Incubate cells for 24 h to reach 40–60% confluency at the time of fixation.
Fixation
20m
Rinse cells three times with PBS.
Fix cells with 4% paraformaldehyde for 15 min at room temperature.
15m
Wash cells three times with PBS.
5m
Permeabilization
10m
Permeabilize cells with 0.5% Triton X-100 in PBS for 5 min at room temperature.
5m
Wash cells three times with PBS using gentle agitation.
5m
Blocking
1h
Block cells with 3% BSA and 0.1% Tween-20 in PBS for 1 h at room temperature.
1h
Primary antibody incubation
2h
Dilute primary antibodies in 1% BSA and 0.1% Tween-20 in PBS.
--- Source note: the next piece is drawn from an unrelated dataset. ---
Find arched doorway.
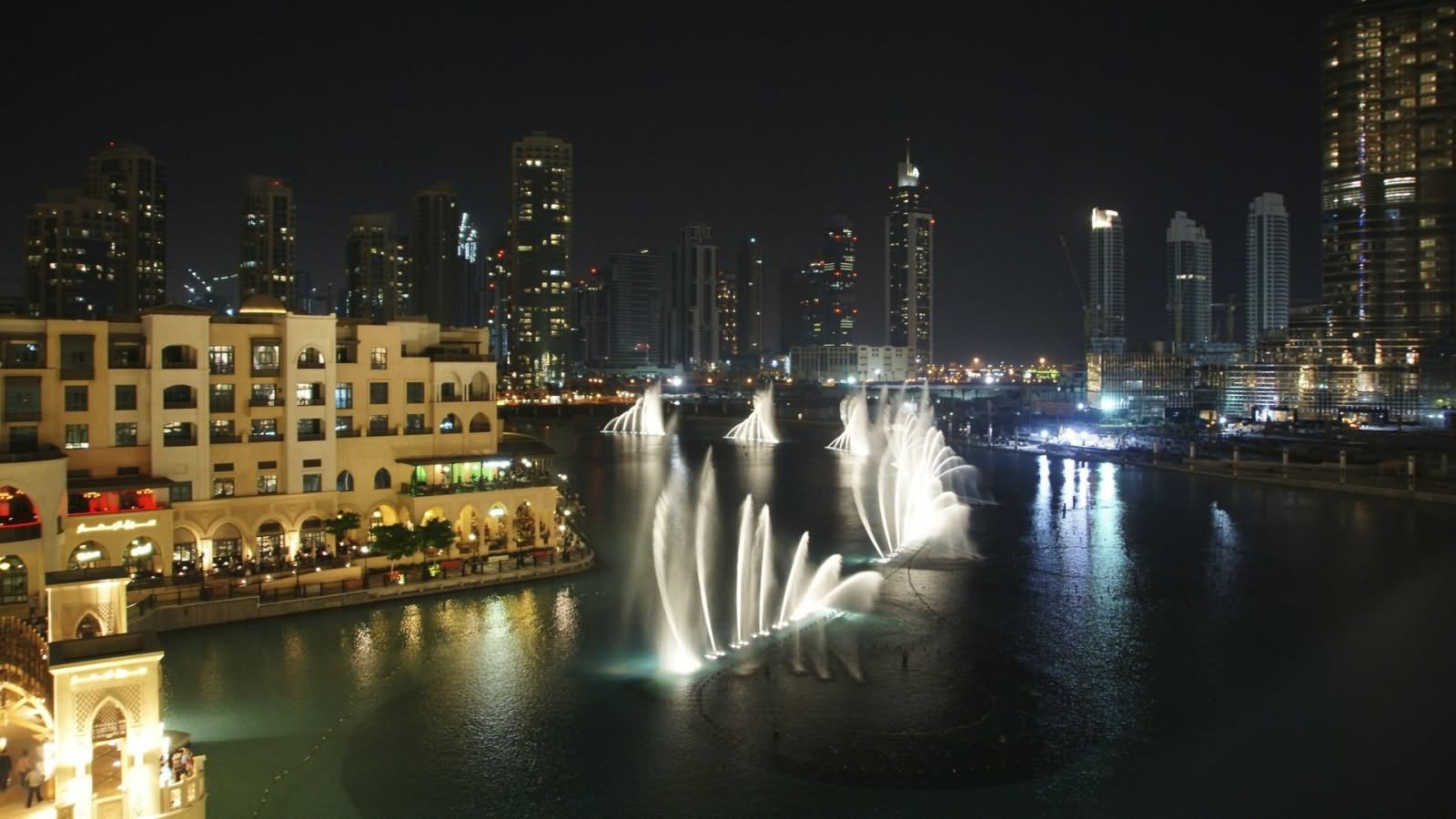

Incubate cells with primary antibodies for 2 h at room temperature.
2h
Secondary antibody incubation
5h
Dilute secondary antibodies in 1% BSA and 0.1% Tween-20 in PBS:
- Alexa Fluor 647–conjugated anti-Rabbit IgG (1:1000; Thermo Fisher Scientific, A-31573)
- Alexa Fluor 488–conjugated anti-Mouse IgG (1:1000; Thermo Fisher Scientific, A-11001)
Incubate cells with secondary antibodies for 1.5 h at room temperature, protected from light.
5h
Wash cells three times with PBS.
Mounting
Mount cells with ProLong Diamond Antifade Mountant containing DAPI (Thermo Fisher Scientific, P36971).
Cover samples with glass coverslips (Fisher Scientific, 12541032CA).
Cure mounted slides at room temperature, protected from light, for at least 24 h before sealing with nail polish.
Imaging
Acquire images using confocal microscopy under appropriate laser and detector settings.
Proximity ligation assay (PLA) (optional)
Perform the proximity ligation assay (PLA) according to the manufacturer’s instructions (Sigma Aldrich, DUO92101).